Write-up of how I build GeoServer from sources and deployed it to a locally installed Tomcat on my ThinkStation P320 Tower machine running Ubuntu 20.04 (January 2026)


In late January 2026 I built GeoServer v2.28 from sources and deployed it to a local Apache Tomcat v9 servlet container on a Ubuntu 20.04 machine. The main steps were:

  1. configuring the right version of javac to compile GeoServer with
  2. installing the right version of Maven
  3. installing (and troubleshooting) the installation of Tomcat

The guides I used were:

  1. initial, top-level ChatGPT discussion outlining all steps (also archived here ).
    It should be noted that, using this guide – and after manually upgrading Maven – I was able to compile Geoserver from sources, including all extensions using this incantation (as given in the guide):
    $ mvn clean install -P allExtensions -DskipTests

    If memory serves the tests were executing sort of nicely (with some warnings) but, in the end, I decided to skip them as they were taking far too long.
  2. Guide on how to (manually) download and install Maven on Ubuntu . Also archived here . The reason this was necessary is that the version of GeoServer I wanted to install (v2.28) required a higher version of Maven than was available in the official Ubuntu repository for Ubuntu 20.04. If memory serves the former was 3.9 whereas the latter 3.6
  3. Guide on how to manually install Apache Tomcat 9 on Ubuntu 20.04 . Also archived here . I followed this particular guide except only (if memory serves) changing the suggested installation location from: /opt/tomcat to: ~/software (a decision I've come to regret, not for any particular technical reason but solely for the fact that the alternative location I chose feels weird and is not normative).
    It should also be noted that even though I configured the Uncomplicated Firewall with an additional rule, as suggested by the guide:
    $ sudo ufw allow 8080

    … this step (Step 6 in the guide) was moot in my case as I don't have the ufw firewall enabled on my system upon startup.
Following the instructions on the above guides resulted in Tomcat being unable to start properly so I then entered into a discussion with DeepSeek on how to troubleshoot the problem I was facing. This discussion is also archived here.
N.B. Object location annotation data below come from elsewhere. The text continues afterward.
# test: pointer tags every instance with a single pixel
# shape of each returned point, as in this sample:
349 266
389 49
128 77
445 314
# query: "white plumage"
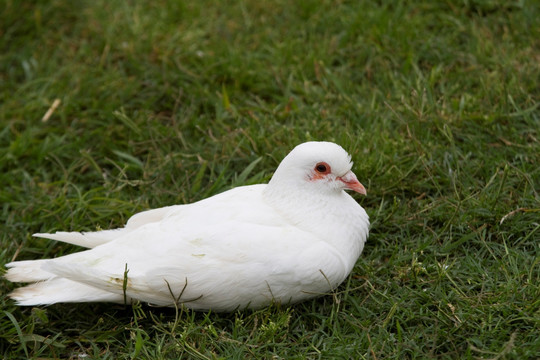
294 238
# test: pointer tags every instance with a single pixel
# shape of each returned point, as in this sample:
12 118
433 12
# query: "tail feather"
84 239
28 271
61 290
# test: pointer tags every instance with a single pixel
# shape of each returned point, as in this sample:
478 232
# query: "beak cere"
352 183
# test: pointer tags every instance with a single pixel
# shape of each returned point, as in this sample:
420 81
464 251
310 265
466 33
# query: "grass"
169 102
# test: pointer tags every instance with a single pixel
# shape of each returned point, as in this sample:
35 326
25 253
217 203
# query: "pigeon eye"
322 168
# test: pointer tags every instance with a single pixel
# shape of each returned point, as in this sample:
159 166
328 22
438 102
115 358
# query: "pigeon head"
323 166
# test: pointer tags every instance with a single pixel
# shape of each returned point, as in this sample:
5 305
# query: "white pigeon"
292 239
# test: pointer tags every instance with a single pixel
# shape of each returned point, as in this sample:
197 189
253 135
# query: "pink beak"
352 183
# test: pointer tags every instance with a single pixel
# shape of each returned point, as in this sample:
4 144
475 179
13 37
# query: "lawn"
109 108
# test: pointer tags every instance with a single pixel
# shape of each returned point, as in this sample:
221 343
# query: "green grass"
167 102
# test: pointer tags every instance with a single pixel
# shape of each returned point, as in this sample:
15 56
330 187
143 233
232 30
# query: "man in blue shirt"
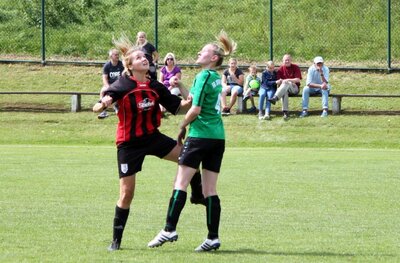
317 83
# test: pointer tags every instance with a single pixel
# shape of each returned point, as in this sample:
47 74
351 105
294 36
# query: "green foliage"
346 32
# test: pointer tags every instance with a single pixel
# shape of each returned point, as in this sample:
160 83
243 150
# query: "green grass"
347 33
279 205
305 190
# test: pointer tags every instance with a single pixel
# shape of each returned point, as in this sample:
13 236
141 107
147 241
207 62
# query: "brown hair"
224 47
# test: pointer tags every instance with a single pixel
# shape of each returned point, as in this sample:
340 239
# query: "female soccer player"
139 114
205 144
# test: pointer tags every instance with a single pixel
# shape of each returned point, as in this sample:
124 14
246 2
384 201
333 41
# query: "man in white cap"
317 83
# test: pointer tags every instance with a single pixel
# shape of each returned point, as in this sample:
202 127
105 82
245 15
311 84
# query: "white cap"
318 60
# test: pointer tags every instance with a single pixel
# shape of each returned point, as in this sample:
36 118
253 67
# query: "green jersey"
206 93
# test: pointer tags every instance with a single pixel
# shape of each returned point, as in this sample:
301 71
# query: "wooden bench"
75 96
336 100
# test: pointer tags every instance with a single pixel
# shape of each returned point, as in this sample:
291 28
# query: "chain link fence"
348 34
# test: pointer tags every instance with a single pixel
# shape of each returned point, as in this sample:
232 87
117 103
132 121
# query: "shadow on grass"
343 112
311 253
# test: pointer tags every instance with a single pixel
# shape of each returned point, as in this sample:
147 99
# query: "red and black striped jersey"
139 111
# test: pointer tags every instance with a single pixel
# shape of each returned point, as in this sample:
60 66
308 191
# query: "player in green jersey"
205 145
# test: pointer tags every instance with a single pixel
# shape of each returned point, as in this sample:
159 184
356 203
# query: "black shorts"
131 154
208 152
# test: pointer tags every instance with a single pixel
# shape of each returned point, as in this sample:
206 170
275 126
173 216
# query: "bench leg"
336 105
75 103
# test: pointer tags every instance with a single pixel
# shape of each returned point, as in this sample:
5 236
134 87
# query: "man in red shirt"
289 76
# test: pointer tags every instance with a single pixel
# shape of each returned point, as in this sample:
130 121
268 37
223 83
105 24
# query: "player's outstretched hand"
181 136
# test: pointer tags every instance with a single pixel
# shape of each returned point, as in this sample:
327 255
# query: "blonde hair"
137 38
224 47
270 63
253 67
112 51
169 55
126 48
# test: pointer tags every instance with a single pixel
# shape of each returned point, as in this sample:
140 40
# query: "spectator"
111 72
232 83
290 75
169 70
251 87
150 51
317 82
269 83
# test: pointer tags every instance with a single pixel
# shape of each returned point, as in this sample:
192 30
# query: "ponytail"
126 47
224 47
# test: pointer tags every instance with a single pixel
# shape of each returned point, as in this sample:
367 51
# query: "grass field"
304 190
279 205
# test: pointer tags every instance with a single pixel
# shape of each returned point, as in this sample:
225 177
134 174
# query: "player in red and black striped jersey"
139 99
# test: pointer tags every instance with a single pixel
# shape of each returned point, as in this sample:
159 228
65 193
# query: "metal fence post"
271 35
43 34
156 24
389 51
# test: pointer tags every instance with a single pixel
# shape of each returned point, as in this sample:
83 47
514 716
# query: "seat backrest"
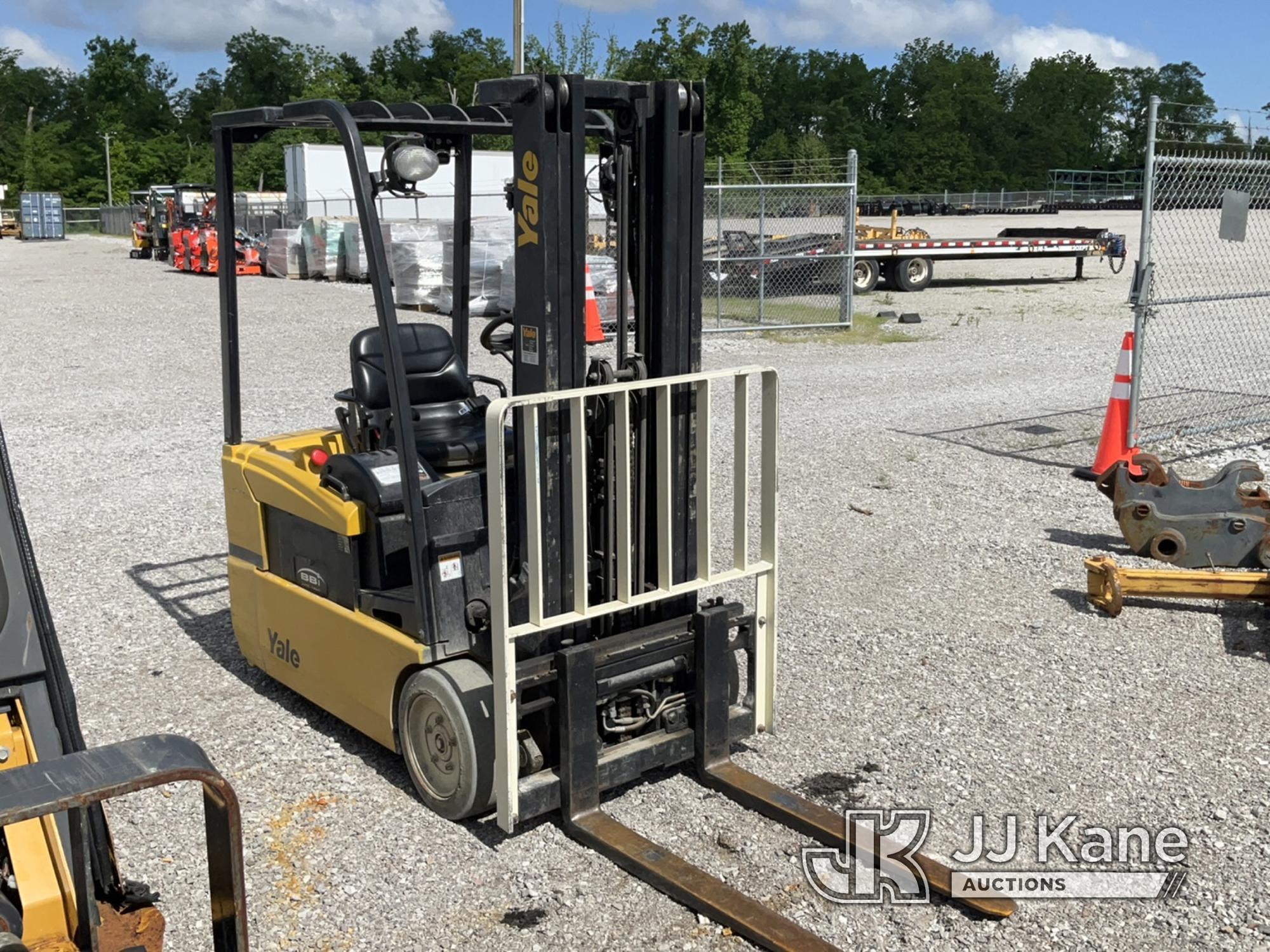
435 374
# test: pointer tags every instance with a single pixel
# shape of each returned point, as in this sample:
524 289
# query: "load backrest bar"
629 592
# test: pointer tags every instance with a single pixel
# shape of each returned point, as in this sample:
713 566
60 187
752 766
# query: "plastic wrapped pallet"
492 244
418 230
322 239
604 279
507 285
354 251
285 255
417 274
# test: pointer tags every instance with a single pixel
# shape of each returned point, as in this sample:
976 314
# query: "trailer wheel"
912 274
446 734
866 276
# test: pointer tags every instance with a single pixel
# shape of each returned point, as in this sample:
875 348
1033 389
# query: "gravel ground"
935 654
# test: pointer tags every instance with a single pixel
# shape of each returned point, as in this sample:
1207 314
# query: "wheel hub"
438 747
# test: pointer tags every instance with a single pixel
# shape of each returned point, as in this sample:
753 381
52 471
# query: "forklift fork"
586 822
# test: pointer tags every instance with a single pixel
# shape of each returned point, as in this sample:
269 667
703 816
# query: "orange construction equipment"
595 333
1114 445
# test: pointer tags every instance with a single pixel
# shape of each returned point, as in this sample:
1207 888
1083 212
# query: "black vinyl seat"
449 417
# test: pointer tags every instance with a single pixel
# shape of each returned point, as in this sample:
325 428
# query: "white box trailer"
319 185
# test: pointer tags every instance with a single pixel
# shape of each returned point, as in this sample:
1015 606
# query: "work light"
410 162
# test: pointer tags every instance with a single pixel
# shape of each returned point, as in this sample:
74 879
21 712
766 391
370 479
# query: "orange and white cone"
1114 445
595 333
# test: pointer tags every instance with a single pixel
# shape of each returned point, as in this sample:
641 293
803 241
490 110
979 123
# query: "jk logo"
878 864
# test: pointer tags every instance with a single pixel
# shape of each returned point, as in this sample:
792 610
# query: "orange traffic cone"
595 333
1114 445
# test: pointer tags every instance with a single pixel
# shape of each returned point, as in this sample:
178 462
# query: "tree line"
939 117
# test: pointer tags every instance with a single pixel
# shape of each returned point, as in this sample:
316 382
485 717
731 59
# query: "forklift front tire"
446 733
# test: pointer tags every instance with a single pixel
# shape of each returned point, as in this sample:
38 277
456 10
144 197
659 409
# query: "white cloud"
613 6
35 54
1027 44
341 26
873 25
732 12
1240 121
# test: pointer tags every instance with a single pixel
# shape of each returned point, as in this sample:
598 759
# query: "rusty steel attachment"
86 777
1108 585
586 822
1220 522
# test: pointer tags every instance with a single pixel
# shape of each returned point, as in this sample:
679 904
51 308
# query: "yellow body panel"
347 663
277 473
39 863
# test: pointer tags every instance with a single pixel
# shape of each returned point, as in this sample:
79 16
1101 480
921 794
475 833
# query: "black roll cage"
533 110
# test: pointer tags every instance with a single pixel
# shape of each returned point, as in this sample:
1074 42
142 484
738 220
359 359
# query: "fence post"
719 248
763 249
846 299
1141 294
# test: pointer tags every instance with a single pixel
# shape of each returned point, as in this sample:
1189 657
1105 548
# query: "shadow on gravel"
195 593
1061 440
1001 282
1099 541
1069 439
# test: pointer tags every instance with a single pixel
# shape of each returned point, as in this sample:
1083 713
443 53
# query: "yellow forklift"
514 593
60 884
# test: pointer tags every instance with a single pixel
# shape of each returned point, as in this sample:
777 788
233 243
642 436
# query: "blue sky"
1229 48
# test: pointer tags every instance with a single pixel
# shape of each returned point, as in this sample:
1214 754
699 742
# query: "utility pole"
518 37
110 187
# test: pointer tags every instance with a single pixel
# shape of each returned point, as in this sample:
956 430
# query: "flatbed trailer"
905 265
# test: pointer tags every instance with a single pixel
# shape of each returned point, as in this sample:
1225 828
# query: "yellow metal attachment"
37 857
1108 585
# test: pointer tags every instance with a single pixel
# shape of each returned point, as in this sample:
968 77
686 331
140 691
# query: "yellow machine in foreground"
512 592
62 889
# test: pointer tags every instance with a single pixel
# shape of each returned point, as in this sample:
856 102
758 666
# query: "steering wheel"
502 345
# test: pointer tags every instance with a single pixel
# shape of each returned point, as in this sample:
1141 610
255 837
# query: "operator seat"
449 417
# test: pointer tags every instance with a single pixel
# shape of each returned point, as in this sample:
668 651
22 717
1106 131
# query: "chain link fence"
1202 291
775 255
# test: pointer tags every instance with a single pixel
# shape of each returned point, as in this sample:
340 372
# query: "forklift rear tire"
912 274
446 733
866 276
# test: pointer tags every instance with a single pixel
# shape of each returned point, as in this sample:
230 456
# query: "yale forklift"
60 883
509 592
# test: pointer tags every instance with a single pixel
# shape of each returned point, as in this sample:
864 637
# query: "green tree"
1187 114
1064 115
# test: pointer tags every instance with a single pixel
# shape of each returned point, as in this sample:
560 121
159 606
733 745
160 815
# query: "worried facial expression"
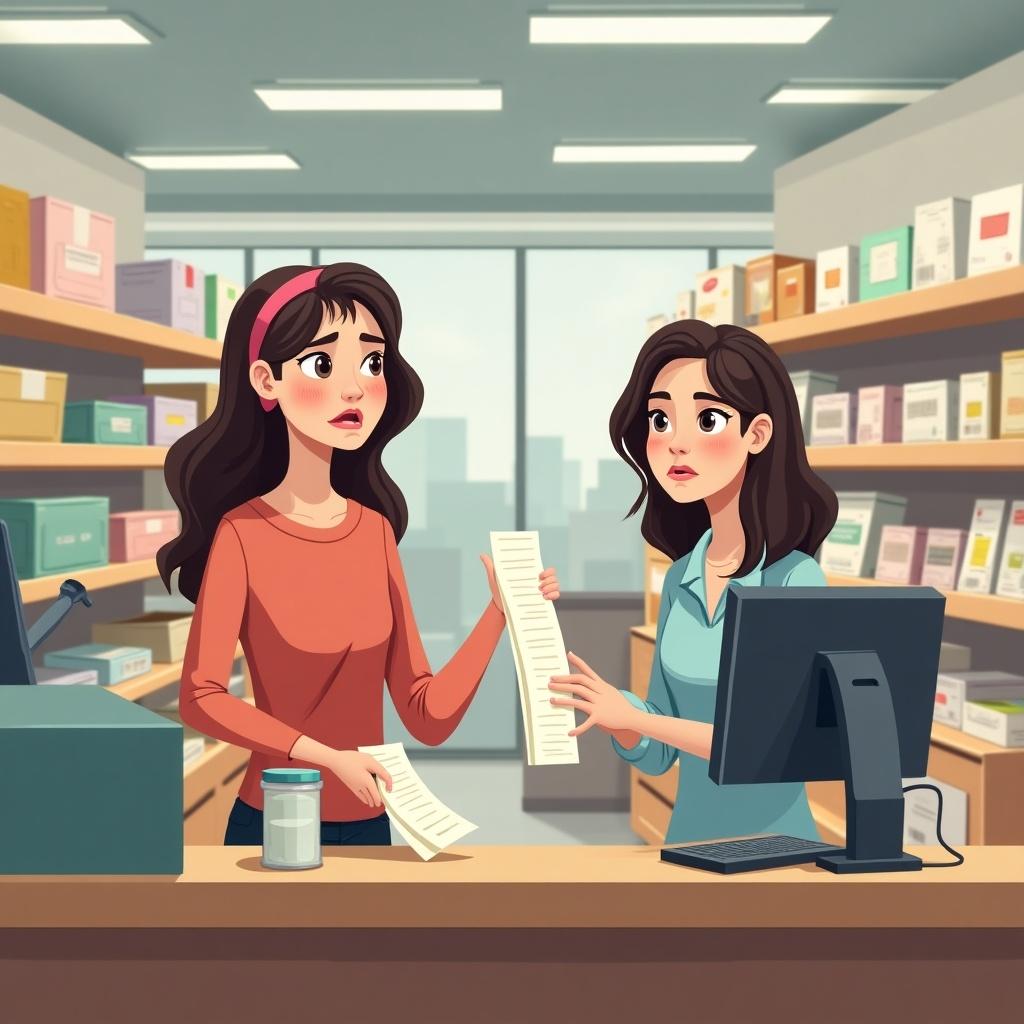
695 445
334 390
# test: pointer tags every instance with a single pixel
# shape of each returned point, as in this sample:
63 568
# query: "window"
587 313
456 463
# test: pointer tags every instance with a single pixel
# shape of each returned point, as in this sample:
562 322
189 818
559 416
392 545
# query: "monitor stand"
869 741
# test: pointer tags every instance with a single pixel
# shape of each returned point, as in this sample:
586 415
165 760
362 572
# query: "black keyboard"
748 854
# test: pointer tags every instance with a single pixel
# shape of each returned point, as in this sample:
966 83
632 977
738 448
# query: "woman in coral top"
290 543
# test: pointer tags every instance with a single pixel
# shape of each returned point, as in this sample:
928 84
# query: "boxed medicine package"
852 547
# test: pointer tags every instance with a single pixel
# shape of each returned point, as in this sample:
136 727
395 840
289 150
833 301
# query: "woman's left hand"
548 584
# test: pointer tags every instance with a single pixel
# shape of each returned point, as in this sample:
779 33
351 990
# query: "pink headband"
299 285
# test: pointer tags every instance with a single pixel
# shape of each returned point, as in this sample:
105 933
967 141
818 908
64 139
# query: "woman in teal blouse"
711 424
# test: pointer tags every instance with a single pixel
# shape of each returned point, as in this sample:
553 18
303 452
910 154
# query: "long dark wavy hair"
784 506
241 452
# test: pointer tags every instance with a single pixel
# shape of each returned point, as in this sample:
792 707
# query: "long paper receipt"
426 824
538 646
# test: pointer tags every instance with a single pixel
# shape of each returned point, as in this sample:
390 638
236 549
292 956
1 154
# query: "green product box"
112 665
56 535
90 783
220 298
886 263
105 423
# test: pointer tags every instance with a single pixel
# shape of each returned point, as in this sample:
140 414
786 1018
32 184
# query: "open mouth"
351 419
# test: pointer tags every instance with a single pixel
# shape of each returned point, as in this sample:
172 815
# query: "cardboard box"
880 414
97 788
221 296
943 558
982 546
930 411
999 722
885 263
979 398
996 229
165 633
941 230
720 295
112 665
1012 394
807 384
164 291
954 689
56 535
837 278
72 252
1010 582
105 423
167 419
834 418
760 275
14 249
140 535
901 554
205 396
852 547
32 404
795 290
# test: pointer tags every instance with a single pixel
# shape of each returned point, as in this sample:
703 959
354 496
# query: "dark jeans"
245 827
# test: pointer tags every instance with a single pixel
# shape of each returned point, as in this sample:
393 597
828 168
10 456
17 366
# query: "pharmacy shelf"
985 299
41 456
40 317
48 588
984 608
994 455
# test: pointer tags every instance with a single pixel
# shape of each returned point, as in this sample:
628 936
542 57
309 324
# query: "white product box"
808 384
852 547
837 278
940 242
982 546
834 418
930 410
880 414
1010 582
997 721
720 296
921 814
954 689
996 229
979 398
In the end, I ended up modifying the systemd/system Tomcat Unit file from:
the version originally suggested by guide #3
… to:
this.
The above changes also account for the fact that I'm using a different version of Java than the one suggested in guide #3.
A (sadly cropped) visual comparison (produced by Meld) is given in this screenshot.

After properly configuring the systemd Tomcat Unit file (/etc/systemd/system/tomcat.service), I was able to interact with Tomcat and examine its logs using such commands as the following:

$ sudo systemctl start tomcat.service # or just 'tomcat' in lieu of 'tomcat.service'
$ sudo systemctl stop tomcat.service
$ sudo systemctl status tomcat.service
$ sudo systemctl reload-or-restart tomcat.service
$ journalctl -f -u tomcat.service

In the end, I realized that for my purposes (local development / testing) I had gone to unnecessary lengths and suffered unnecessary pain to install Tomcat as a system-wide service with its own dedicated (pseudo-) user (plus it was less ergonomic to modify configuration files I had to sudo and such). It is indeed infinetely simpler (with zero complications) to just download the Tomcat tarball from the official site, explode it somewhere under my home directory and control it via the /bin/startup.sh and /bin/shutdown.sh scripts.

So after writing these lines my plan is to remove the tomcat user from my system and its associated systemd Unit files.

Regardless of the method of installing Tomcat I also encountered a CORS issue with GeoServer in the troubleshooting of which I lost a day and entered into a couple of discussions with two AIs (that went nowhere due to a red-herring) before finally realizing what it was all about and what was necessary. This record is kept in the repo of noteworthy AI discussions.